Brute force can be done in $O(n^2)$. Put the $A[i].val$ into $R$ at slot s.t. the \# \textit{empty} slots before it equals to $A[i].inv$.

\rih{BST}. Possible to use BST to maintain the empty slot indexes in the original array. Each node's rank indicates the count of empty indexes in its left subtree. But need to maintain the deletion.  

\rih{Segment Tree}. Use a segment tree to maintain the size of empty slots. Each node has a $start$ and a $end$ s.t slot indexes $\in [start, end)$. Go down to find the target slot, go up to decrement the size of empty slots. 

Caveat: need to sort the array in the preprocessing step. 

Reconstruction of array cannot use BIT since there is no map of $prefixSum \rightarrow i$.

\begin{python}
class Node:
  def __init__(self, lo, hi, cnt):
    self.lo = lo
    self.hi = hi
    self.cnt = cnt  # size of empty slots

    self.left = None
    self.right = None

  def __repr__(self):
    return repr("[%d,%d)" % (self.lo, self.hi))


class SegmentTree:
  """empty space"""
  def __init__(self):
    self.root = None

  def build(self, lo, hi):
    """a node can have right ONLY IF has left"""
    if lo >= hi: return
    if lo == hi-1: return Node(lo, hi, 1)

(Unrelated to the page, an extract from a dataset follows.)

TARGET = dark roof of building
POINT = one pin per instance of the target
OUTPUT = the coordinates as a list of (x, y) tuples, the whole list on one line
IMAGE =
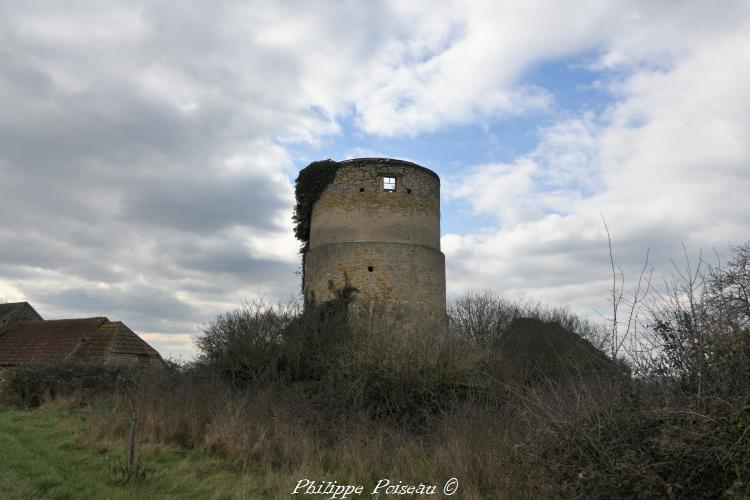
[(11, 307), (87, 339)]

    root = Node(lo, hi, hi-lo)
    root.left = self.build(lo, (hi+lo)/2)
    root.right = self.build((lo+hi)/2, hi)
    return root

  def find_delete(self, root, sz):
    """
    :return: index
    """
    root.cnt -= 1
    if not root.left:
      return root.lo
    elif root.left.cnt >= sz:
      return self.find_delete(root.left, sz)
    else:
      return self.find_delete(root.right,
                  sz - root.left.cnt)


class Solution:
  def reconstruct(self, A):
    st = SegmentTree()
    n = len(A)
    st.root = st.build(0, n)
    A = sorted(A, key=lambda x: x[0])
    ret = [0]*n
    for a in A:
      idx = st.find_delete(st.root, a[1]+1)
      ret[idx] = a[0]

    return ret


if __name__ == "__main__":
  # (val, inv)
  A = [(5, 0), (2, 1), (3, 1), (4, 1,), (1, 4)]
  assert Solution().reconstruct(A) == [5, 2, 3, 4, 1]
\end{python}

\runinhead{Duplicate.} What if the array contains duplicate elements? Use a \pyinline{Counter} to count the duplicate items already in the result.